Tonight I made very delicious dish with my newly purchased shrimp! I thought I would share (and since it is Sunday Recipe Day) it with all of you.
The Barefoot Contessa’s Baked Shrimp Scampi
2 lbs. (12-15/pound) shrimp in the shell
3 tbsps olive oil
2 tbsps dry white wine
salt and pepper
1 1/2 stick butter, room temperature
4 cloves garlic, minced
1/4 cup minced shallots
3 tbsps minced fresh parsley
1 tsp minced fresh rosemary
1/4 tsp crushed red pepper flakes
1 tsp grated lemon zest
2 tbsps fresh lemon juice
1 egg yolk
2/3 cup panko
Preheat oven to 425º.
Peel, devein and butterfly the shrimp, leaving the tails intact. Place in a mixing bowl and mix lightly with the olive oil, wine, 2 tsps salt and 1 tsp pepper.

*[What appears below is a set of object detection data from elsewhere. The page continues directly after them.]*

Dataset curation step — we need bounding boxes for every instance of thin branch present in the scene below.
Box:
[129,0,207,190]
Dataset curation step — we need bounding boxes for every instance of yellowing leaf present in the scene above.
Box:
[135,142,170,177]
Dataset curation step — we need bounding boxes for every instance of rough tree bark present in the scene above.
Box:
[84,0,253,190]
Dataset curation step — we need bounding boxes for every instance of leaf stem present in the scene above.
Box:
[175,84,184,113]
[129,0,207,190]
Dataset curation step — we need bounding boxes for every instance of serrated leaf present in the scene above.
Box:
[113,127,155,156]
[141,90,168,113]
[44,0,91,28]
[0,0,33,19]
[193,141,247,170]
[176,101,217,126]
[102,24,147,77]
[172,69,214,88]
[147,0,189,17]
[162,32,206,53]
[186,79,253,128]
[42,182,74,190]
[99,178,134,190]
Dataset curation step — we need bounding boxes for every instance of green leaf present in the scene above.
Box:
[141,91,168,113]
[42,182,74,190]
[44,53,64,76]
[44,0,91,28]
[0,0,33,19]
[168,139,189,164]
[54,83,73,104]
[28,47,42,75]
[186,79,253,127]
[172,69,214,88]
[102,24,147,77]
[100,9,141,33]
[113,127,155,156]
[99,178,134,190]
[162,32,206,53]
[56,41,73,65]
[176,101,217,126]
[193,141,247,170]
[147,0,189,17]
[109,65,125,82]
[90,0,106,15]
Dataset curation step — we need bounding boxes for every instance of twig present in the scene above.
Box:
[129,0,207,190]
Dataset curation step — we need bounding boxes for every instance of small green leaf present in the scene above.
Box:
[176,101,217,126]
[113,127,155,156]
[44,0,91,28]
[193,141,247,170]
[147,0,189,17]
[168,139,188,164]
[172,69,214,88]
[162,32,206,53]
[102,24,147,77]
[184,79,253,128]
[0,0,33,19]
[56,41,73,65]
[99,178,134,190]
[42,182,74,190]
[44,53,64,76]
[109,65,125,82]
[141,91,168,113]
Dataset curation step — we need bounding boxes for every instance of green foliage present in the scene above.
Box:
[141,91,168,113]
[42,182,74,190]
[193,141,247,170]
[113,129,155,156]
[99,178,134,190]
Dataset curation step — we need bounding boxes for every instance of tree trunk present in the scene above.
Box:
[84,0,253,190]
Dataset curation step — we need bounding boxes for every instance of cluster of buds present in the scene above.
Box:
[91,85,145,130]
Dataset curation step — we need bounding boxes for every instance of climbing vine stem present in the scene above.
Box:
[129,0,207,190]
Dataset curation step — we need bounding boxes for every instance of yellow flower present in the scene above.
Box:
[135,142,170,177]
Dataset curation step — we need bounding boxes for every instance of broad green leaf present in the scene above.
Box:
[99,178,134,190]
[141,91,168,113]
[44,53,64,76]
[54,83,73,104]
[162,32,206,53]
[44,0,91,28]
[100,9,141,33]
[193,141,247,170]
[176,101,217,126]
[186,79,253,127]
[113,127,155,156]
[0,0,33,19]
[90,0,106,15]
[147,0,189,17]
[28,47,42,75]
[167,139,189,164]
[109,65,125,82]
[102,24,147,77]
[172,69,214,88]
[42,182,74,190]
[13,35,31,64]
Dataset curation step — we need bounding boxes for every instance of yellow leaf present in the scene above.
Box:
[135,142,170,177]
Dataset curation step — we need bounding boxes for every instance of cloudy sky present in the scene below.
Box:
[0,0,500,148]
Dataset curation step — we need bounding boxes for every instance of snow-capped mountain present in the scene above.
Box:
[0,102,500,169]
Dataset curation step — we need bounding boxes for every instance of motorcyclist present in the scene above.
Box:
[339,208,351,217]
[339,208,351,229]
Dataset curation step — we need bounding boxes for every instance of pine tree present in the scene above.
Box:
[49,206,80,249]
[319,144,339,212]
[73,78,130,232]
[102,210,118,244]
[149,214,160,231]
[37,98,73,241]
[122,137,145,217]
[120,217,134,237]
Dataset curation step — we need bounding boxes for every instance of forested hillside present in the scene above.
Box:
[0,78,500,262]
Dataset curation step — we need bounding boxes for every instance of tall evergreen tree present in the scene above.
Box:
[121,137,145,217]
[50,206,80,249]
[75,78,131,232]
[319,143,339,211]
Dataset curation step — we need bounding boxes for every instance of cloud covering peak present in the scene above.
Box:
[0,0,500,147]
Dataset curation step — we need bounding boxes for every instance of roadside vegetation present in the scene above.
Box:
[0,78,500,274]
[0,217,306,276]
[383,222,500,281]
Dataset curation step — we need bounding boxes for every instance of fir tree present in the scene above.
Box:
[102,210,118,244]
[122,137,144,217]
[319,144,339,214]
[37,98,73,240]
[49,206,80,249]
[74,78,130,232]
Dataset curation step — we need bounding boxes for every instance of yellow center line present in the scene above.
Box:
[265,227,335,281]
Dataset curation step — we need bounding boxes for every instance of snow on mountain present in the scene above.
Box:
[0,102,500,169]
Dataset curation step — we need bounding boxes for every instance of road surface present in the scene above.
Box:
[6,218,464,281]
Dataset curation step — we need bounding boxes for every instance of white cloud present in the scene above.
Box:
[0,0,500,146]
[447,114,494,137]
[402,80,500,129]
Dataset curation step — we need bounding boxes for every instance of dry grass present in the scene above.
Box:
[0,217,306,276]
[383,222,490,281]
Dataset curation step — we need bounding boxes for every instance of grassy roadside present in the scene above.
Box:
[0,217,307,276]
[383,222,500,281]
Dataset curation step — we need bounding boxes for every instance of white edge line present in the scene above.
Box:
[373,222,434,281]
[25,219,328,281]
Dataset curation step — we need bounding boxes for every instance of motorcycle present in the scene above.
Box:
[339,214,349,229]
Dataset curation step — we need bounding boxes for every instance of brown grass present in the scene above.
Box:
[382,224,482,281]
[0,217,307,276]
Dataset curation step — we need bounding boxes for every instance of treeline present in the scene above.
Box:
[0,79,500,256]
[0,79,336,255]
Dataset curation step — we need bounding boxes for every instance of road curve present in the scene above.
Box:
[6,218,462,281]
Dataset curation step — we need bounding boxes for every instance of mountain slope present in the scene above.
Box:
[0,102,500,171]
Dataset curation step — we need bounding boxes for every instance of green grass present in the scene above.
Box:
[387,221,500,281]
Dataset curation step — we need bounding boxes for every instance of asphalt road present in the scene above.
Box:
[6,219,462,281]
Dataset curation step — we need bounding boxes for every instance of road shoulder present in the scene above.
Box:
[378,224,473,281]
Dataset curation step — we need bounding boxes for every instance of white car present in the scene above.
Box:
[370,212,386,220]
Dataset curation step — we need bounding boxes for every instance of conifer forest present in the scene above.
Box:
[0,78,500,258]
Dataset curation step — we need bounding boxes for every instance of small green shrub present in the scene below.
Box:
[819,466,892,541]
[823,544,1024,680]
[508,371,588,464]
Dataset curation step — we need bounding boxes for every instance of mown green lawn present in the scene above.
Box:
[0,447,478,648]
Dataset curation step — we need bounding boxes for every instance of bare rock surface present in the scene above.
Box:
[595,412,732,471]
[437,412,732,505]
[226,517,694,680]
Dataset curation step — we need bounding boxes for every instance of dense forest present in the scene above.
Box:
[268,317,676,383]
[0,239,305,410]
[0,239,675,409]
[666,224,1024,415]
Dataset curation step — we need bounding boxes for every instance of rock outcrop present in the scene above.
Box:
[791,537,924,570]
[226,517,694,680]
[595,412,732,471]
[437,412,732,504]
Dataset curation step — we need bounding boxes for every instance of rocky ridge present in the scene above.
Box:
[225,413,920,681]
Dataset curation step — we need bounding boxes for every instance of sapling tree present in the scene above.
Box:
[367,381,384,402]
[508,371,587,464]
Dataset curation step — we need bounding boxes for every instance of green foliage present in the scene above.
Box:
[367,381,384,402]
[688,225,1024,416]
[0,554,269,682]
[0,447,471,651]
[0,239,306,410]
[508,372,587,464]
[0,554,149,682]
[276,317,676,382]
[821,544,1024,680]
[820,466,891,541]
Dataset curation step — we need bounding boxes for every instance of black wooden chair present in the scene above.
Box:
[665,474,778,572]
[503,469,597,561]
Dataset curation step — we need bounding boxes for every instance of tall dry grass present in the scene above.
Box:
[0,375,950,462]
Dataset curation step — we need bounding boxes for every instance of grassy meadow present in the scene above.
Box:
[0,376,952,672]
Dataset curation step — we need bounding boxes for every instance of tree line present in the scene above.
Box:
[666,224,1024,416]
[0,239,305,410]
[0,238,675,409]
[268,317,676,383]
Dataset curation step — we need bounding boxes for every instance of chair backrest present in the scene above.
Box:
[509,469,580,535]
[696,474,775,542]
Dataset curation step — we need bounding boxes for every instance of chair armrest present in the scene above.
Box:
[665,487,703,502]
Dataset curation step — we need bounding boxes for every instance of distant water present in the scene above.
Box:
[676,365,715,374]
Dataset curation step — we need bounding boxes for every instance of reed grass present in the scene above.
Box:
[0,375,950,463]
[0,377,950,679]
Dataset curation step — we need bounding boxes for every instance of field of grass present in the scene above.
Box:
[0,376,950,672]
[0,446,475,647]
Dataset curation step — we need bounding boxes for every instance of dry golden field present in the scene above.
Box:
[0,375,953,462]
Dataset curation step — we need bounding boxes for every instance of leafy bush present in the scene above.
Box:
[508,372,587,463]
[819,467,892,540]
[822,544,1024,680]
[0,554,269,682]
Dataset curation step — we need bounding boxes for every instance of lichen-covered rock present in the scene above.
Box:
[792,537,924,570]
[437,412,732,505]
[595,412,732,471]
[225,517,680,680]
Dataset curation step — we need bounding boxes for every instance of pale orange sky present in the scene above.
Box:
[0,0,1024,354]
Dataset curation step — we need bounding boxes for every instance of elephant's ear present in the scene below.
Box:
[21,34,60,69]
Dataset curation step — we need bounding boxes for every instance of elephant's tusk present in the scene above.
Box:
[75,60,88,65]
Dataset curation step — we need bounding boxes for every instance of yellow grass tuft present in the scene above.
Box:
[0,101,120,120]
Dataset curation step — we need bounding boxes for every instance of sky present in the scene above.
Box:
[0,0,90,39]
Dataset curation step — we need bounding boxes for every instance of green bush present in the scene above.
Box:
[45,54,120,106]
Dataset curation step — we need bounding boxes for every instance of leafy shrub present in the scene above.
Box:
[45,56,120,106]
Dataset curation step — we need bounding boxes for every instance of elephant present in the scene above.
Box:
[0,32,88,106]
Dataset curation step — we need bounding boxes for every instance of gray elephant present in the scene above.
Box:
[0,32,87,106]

Let the bowl sit at room temperature, marinating, while mixing the butter/garlic/panko mixture.
In another bowl, mix the butter, garlic, shallots, parsley, rosemary, red pepper flakes, lemon zest, lemon juice, egg yolk, panko, 1/2 tsp salt and 1/4 tsp pepper until well combined.
Arrange the shrimp in a single layer in the gratin dish, cut side down with the tails pointing up. Pour the remaining marinade over the shrimp and evenly sprinkle the topping over the shrimp.
Bake for 10 to 12 minutes or until the shrimp are thoroughly cooked and pink.